In the country's attempt to recover from an unprecedented debt crisis, Greece's Prime Minister Kyriakos Mitsotakis has announced extreme reforms with fiscal measures to attract foreign investment, AFP reported on Saturday, September 7th.
Thanks to the reforms, Greece would regain its credibility that would favour more investment, create new wealth and boost employment, he told the annual Thessaloniki International Fair.
The reforms include a cut in corporate income tax from 28% to 24% and on dividends from 10% to 5%.
Mitsotakis has pledged to ease tax rates for low wage earners and measures to support the country's large construction sector.
The prime minister was elected in July and set a priority of boosting economic growth and investment, and while visiting France, Germany and the Netherlands last August, he tried to encourage investors there to take up the opportunities being offered by his new conservative government.
Nonetheless, the economy remains fragile, despite Greece's current attempts to recover from a six-year recession and a nearly decade-long debt crisis.
Greece has a public debt of more than 180% of its gross domestic product and remains under strict supervision by its EU and IMF creditors.

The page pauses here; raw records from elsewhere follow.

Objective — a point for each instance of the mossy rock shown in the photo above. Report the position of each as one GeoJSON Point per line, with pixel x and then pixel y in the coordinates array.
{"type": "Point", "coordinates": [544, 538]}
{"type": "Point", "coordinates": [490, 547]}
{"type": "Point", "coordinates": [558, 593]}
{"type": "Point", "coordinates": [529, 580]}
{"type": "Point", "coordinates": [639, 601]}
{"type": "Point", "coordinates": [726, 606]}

It emerged from its third bailout last year.
Nonetheless, both the EU and IMF want Greece to pursue economic and fiscal reforms and privatisations and achieve primary budget surpluses, which exclude government debt interest payments, worth 3.5% of the GDP in the coming years.
On Saturday, September 7th, around 8,000 people rallied in Thessaloniki, calling for more jobs and lower taxes. Meanwhile, in Brussels last Wednesday, outgoing IMF chief Christine Lagarde said she felt the 3.5% level "is excessive and is putting undue pressure on the recovery of the Greek economy."